Blair Childs, Senior Vice President Public Affairs for Premier Healthcare Alliance, Inc. emphasized that value not volume is the answer and can be achieved with value-based purchasing and the use of HIT.

Premier’s demonstration project with CMS, the “Hospital Quality Incentive Demonstration” proved that payment and transparency drives better results. This was demonstrated in five clinical areas, such as with patients that had heart attacks, heart bypass surgeries, heart failure, hip and knee surgeries, or were sick with pneumonia. The average improvement across all 5 clinical areas was 18.5 percent.

Childs mentioned the provision in the health reform provision that will establish Accountable Care Organizations (ACO) to begin no later than 2010 to help hospitals and physicians work together to manage total patient cost of care and outcomes, and at the same time, meet quality requirements. ACOs stand to save $4.9 billion over 10 years.

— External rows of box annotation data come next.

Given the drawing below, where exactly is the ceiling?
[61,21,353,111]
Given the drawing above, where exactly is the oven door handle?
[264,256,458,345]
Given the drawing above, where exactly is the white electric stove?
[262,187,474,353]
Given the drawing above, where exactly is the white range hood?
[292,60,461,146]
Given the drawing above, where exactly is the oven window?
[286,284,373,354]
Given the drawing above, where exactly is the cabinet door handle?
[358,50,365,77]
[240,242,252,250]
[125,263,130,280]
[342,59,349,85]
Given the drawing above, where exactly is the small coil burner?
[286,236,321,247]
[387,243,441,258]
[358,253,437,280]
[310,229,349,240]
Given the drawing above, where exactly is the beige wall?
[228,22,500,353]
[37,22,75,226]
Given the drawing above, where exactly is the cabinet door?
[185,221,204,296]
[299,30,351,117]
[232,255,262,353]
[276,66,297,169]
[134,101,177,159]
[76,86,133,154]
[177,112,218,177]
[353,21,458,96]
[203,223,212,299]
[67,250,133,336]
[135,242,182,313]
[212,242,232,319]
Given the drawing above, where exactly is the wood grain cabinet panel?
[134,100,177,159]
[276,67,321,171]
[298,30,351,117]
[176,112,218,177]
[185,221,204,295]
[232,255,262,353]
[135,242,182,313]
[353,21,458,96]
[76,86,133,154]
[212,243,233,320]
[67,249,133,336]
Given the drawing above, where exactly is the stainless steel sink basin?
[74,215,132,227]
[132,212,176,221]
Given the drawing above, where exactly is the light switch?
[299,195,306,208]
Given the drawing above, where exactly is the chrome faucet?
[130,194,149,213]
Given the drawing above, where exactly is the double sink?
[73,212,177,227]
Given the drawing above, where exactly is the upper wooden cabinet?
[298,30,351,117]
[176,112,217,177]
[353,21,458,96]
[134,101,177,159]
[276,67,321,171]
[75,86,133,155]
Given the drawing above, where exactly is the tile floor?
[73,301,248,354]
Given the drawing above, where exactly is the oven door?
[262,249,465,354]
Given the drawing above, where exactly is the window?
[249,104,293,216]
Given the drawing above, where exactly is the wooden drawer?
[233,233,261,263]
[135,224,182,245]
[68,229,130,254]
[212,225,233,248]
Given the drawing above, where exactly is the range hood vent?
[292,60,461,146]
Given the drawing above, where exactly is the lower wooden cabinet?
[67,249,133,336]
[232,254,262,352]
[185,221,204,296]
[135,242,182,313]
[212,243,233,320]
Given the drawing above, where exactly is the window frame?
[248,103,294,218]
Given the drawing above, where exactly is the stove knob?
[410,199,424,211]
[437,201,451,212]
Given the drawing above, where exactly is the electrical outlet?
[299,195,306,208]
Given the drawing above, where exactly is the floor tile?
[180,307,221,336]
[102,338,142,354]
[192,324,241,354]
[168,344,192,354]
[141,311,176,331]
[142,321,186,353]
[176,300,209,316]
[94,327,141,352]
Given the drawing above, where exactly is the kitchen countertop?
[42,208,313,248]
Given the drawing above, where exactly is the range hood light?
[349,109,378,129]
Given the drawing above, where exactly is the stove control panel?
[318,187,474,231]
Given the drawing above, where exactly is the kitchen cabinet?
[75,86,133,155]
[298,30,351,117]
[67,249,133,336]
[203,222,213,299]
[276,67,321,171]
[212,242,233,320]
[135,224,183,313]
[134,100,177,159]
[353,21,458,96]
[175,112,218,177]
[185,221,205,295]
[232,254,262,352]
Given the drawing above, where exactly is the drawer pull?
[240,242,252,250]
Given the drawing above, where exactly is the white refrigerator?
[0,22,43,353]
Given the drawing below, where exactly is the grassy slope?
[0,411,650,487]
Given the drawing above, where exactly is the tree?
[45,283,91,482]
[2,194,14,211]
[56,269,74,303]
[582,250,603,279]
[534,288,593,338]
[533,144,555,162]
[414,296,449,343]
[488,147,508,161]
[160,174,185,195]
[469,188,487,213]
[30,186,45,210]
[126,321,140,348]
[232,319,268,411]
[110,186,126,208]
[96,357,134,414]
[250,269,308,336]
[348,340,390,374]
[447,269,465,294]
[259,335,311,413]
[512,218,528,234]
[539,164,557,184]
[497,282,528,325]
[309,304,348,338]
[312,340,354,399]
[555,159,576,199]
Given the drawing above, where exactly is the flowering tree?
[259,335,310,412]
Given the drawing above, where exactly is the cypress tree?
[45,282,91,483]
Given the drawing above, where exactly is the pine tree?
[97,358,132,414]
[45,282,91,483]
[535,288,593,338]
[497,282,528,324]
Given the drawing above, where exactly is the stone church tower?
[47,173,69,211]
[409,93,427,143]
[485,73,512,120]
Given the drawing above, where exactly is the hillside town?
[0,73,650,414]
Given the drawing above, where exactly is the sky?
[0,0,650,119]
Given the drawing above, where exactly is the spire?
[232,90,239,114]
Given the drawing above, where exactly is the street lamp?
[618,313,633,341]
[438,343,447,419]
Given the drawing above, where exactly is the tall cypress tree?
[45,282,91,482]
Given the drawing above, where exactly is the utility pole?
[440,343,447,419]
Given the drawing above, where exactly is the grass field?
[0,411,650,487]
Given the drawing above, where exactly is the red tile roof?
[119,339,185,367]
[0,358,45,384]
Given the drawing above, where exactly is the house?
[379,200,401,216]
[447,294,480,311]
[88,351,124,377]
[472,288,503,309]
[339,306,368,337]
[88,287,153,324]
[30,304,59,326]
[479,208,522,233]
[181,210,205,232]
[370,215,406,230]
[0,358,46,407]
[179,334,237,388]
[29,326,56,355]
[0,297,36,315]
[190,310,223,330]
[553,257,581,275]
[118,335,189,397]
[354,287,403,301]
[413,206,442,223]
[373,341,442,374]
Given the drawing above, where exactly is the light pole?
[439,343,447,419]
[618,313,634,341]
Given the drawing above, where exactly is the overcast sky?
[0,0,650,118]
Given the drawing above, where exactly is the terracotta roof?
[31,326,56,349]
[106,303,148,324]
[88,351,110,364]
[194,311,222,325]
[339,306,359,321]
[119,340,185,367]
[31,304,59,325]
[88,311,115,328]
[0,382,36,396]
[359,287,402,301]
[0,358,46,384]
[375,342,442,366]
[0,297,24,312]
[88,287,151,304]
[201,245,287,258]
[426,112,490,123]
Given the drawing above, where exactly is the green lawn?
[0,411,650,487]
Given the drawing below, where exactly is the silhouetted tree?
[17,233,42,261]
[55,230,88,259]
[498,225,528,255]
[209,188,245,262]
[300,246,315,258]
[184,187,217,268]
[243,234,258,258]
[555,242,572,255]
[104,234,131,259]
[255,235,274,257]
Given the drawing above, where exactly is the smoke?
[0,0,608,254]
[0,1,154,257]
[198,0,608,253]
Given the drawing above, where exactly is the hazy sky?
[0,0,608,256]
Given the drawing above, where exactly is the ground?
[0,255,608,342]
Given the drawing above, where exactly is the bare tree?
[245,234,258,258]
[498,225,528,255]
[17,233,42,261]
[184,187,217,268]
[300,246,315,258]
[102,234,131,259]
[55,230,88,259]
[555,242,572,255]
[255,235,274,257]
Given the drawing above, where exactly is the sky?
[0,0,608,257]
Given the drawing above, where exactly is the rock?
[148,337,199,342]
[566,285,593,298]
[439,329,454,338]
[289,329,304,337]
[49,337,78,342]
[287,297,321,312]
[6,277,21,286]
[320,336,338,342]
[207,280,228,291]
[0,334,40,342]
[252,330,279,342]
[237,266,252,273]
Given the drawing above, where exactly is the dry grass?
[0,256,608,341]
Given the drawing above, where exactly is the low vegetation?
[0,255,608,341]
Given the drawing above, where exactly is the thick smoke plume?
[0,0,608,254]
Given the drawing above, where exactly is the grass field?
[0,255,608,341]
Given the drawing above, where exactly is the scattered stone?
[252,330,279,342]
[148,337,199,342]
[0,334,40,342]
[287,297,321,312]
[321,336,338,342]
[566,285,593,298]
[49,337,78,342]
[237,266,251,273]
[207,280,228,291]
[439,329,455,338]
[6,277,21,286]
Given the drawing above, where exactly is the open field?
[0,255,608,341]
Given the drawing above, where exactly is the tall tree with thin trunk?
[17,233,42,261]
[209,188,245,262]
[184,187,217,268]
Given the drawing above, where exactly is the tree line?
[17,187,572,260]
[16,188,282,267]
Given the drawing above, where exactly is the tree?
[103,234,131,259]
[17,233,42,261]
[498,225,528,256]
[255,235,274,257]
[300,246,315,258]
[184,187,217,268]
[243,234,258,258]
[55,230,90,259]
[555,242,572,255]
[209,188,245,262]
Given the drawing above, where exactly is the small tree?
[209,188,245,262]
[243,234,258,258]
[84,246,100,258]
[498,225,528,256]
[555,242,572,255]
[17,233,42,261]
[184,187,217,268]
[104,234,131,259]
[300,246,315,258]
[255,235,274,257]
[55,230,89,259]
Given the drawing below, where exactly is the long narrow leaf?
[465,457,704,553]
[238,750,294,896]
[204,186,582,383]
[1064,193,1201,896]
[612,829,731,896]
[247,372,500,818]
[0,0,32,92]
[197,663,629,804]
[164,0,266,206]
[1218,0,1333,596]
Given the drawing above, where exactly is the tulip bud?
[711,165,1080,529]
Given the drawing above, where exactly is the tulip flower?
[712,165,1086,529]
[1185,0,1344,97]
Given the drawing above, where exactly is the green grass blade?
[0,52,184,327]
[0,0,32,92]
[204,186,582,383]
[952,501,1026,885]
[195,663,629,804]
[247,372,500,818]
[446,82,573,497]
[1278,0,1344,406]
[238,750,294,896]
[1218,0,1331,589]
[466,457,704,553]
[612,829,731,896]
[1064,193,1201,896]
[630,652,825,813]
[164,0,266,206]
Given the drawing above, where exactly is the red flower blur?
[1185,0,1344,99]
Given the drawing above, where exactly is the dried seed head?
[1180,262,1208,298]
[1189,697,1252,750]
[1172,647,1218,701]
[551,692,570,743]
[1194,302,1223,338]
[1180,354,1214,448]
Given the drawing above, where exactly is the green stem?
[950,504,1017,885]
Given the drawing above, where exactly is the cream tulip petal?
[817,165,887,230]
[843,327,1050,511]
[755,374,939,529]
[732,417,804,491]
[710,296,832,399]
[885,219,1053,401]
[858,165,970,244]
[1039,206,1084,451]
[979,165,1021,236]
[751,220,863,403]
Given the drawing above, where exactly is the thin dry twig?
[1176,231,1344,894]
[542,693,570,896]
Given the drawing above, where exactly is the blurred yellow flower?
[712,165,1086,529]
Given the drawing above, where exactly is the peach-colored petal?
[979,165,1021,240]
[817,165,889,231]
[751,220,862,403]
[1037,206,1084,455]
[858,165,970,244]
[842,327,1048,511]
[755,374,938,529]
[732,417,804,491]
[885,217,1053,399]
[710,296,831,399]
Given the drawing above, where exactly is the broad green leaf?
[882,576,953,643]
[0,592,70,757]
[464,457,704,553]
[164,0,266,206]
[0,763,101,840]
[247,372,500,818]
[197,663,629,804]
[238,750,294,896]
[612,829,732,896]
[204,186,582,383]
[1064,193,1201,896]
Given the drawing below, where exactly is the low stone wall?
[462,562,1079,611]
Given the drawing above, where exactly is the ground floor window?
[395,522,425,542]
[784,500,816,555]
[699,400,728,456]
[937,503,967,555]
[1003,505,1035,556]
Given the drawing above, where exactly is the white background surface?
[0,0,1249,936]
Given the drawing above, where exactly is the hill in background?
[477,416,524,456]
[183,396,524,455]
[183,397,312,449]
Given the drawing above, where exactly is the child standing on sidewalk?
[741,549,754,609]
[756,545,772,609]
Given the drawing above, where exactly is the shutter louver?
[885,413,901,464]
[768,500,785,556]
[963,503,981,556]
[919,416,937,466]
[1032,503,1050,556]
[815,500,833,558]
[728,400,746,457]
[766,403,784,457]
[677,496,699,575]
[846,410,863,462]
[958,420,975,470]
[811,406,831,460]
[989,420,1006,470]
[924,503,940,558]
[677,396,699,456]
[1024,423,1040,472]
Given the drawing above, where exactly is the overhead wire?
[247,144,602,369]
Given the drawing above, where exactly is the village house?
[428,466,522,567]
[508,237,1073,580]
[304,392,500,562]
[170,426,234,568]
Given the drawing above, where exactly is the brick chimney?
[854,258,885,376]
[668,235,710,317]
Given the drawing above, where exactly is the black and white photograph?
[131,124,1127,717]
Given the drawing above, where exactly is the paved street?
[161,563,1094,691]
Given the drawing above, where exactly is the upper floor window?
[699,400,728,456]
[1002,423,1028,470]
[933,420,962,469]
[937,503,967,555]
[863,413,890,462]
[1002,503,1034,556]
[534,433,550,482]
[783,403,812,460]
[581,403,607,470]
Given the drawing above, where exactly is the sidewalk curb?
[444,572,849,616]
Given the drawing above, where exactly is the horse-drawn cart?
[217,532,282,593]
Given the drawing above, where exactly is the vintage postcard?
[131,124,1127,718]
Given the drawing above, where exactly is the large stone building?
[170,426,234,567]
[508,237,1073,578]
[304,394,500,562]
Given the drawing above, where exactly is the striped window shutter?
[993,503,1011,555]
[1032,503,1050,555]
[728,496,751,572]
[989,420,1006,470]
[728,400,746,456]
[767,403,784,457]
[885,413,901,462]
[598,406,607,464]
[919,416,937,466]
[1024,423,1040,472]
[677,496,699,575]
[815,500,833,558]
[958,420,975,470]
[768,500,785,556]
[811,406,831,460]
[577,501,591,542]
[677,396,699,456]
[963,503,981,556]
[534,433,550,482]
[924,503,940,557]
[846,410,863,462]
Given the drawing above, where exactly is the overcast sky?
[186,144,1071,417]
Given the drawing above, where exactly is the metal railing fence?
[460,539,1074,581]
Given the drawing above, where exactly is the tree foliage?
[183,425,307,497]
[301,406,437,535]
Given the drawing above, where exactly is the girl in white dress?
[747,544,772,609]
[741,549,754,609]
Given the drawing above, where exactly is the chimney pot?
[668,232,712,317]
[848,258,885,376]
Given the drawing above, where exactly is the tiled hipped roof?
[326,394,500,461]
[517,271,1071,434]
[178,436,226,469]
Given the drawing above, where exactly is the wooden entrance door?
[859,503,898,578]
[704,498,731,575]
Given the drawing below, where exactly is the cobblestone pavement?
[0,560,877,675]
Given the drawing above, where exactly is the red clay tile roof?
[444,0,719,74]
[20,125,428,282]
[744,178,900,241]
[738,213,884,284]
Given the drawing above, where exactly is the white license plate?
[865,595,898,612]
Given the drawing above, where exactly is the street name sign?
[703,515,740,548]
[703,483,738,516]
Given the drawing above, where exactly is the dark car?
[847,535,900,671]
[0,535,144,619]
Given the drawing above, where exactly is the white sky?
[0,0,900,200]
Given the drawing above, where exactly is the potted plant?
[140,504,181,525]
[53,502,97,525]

According to Childs, an ACO environment needs to use HIT to provide for a population-wide data warehouse, to provide population health analytic capabilities, provide medical cost analysis systems, provide for case management systems, do physician profiling, predictive modeling, develop an clinical intelligence system and decision support, enable patient portal and personal health records, and use technology to connect with health information exchanges.